La Biblioteca Nacional completa los tres tomos de Las vidas de artistas

Por Natalia Méndez AparicioTiempo de lectura2 min
Cultura20-12-2014

A muchos les gusta hacer pequeñas anotaciones en los libros y eso le sucedía a El Greco. La Fundación El Greco ha donado el segundo tomo de la obra Las vidas de artistas, de Giorgio Vasari, a la Biblioteca Nacional. De esta manera, la institución dispone a partir de ahora de la obra completa, formada por tres tomos.

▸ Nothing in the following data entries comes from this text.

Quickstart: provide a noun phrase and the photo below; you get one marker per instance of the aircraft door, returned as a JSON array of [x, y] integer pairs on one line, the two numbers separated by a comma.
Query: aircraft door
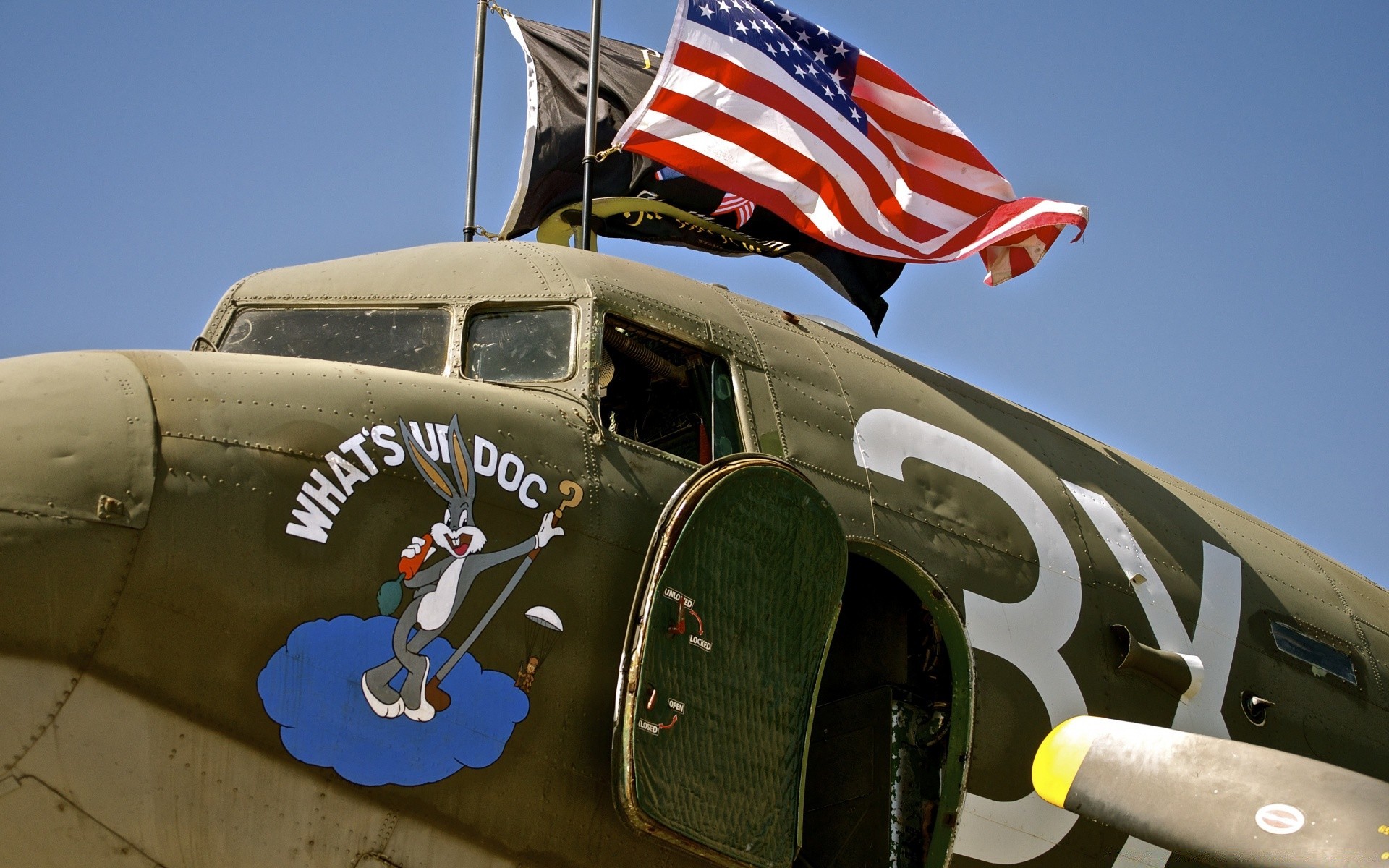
[[736, 606]]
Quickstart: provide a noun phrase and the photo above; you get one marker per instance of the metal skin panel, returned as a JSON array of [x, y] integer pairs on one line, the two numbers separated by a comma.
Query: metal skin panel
[[78, 438], [736, 620]]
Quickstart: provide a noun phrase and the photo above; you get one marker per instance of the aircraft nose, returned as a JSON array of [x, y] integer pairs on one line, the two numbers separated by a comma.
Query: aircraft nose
[[77, 474]]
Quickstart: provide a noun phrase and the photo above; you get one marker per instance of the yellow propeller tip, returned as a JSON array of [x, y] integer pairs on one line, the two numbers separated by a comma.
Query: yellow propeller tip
[[1060, 756]]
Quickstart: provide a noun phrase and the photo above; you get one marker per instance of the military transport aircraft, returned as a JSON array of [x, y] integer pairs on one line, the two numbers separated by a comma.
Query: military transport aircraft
[[514, 555]]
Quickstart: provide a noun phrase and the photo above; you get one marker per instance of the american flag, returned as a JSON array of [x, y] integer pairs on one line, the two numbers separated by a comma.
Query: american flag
[[768, 106]]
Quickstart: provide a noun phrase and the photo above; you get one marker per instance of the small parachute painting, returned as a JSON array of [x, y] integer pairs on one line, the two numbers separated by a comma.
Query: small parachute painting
[[542, 631]]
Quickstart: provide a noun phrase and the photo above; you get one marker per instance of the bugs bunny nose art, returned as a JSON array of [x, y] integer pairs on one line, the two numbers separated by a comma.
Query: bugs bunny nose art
[[396, 696]]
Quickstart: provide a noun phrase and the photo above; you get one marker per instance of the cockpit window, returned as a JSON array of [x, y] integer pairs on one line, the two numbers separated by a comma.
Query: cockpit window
[[532, 346], [1324, 659], [412, 339], [666, 393]]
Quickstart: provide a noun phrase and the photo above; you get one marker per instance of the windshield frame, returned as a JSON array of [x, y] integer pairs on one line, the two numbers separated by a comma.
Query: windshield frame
[[453, 312]]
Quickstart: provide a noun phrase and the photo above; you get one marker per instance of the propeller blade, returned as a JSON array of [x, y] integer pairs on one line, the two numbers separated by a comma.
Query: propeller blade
[[1226, 803]]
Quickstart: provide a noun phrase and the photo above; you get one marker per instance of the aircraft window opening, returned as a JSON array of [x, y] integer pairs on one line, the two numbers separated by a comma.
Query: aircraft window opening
[[1324, 659], [521, 346], [880, 738], [404, 338], [666, 393]]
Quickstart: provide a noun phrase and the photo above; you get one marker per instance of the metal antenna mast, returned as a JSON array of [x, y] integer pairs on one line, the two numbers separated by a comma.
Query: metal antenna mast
[[478, 46], [590, 131]]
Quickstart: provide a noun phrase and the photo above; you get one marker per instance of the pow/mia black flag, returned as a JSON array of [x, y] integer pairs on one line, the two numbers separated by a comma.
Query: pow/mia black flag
[[634, 197]]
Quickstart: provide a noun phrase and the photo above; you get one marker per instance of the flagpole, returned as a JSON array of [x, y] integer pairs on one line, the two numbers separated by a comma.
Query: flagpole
[[480, 42], [590, 131]]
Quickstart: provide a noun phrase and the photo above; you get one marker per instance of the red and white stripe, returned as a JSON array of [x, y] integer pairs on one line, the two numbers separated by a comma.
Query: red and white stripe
[[912, 190]]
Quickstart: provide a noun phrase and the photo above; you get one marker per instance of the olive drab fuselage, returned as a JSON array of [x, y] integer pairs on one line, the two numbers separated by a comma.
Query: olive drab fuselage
[[191, 538]]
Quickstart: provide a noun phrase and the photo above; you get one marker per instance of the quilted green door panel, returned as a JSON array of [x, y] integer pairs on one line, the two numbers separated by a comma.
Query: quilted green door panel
[[749, 569]]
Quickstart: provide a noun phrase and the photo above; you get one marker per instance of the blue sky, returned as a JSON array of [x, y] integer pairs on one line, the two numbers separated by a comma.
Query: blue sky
[[1224, 317]]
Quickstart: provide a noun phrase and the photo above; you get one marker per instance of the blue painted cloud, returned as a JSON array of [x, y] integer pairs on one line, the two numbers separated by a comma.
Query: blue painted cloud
[[312, 688]]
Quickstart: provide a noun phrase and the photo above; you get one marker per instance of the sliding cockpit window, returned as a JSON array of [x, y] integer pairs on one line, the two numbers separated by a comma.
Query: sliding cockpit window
[[666, 393], [410, 339], [520, 346]]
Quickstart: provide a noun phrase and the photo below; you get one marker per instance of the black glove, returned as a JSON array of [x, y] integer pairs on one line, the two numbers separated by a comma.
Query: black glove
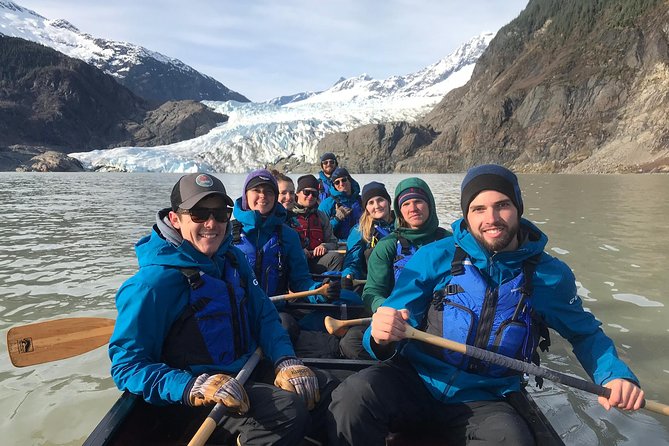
[[334, 289]]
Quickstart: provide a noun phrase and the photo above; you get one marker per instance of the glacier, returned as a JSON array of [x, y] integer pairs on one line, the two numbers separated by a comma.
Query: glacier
[[261, 133]]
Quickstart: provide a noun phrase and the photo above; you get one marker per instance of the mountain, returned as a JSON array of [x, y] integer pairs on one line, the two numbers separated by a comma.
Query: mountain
[[286, 131], [568, 86], [146, 73], [49, 101]]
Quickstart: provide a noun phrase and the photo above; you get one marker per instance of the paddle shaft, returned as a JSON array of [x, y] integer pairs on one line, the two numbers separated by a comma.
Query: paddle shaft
[[220, 409], [320, 290], [521, 366]]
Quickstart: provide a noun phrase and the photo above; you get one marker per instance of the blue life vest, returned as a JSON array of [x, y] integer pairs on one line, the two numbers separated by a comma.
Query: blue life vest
[[268, 262], [323, 189], [214, 327], [405, 250], [344, 227], [498, 319]]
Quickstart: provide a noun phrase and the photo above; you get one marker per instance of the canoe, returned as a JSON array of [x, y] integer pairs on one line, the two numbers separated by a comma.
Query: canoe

Este libro, por el que se ha pagado 300.000 euros a los propietarios, hijos del historiador y director del Museo del Prado Xavier de Salas, cuenta con las anotaciones de El Greco, que aportan más información a cerca de lo que pensaba de otros artistas contemporáneos. Además, de los apuntes que pudo tomar en él El Greco, también hay anotaciones del pintor Federico Zuccaro y Luis Tristán, discípulo de El Greco. La directora de la Biblioteca Nacional, Ana Santos, ha anunciado que los escritos se digitalizarán en los próximos meses, junto a Vitruvio y los términos de la arquitectura. Este último volumen también cuenta con anotaciones del artista cretense. El segundo tomo adquirido por la Biblioteca Nacional es la manera más idónea de dar fin al cuarto centenario de la muerte del artista, como ha señalado Gregorio Marañón, presidente de la Fundación El Greco. El ejemplar que se ha donado de Las vidas de artistas pertenece a la segunda edición de 1568. En un principio, la obra fue propiedad de Federico Zuccaro, quien en 1586 se la regaló a El Greco. Años más tarde, pasó a manos de su discípulo Luis Tristán. El libro luego formó parte de la colección de un convento madrileño. No se conocen más datos sobre su paradero hasta 1966, año en el que Xavier de Salas lo compra en un mercado de Londres. Los herederos del ejemplar lo subastaron en la sala Chrsitie’s. Las anotaciones de El Greco muestran la admiración del artista por la obra de Tintoretto y Tiziano, además de su “relación de amor y odio con Miguel Ángel”, como ha explicado Fernando Marías, experto en el trabajo del artista cretense. Y es que El Greco consideraba que su pintura era más naturalista, que la del artista italiano. De entre las diversas conclusiones que se pueden extraer de la lectura de las anotaciones destaca que El Greco se consideraba un heredero del mundo clásico, pero se define como un artista moderno.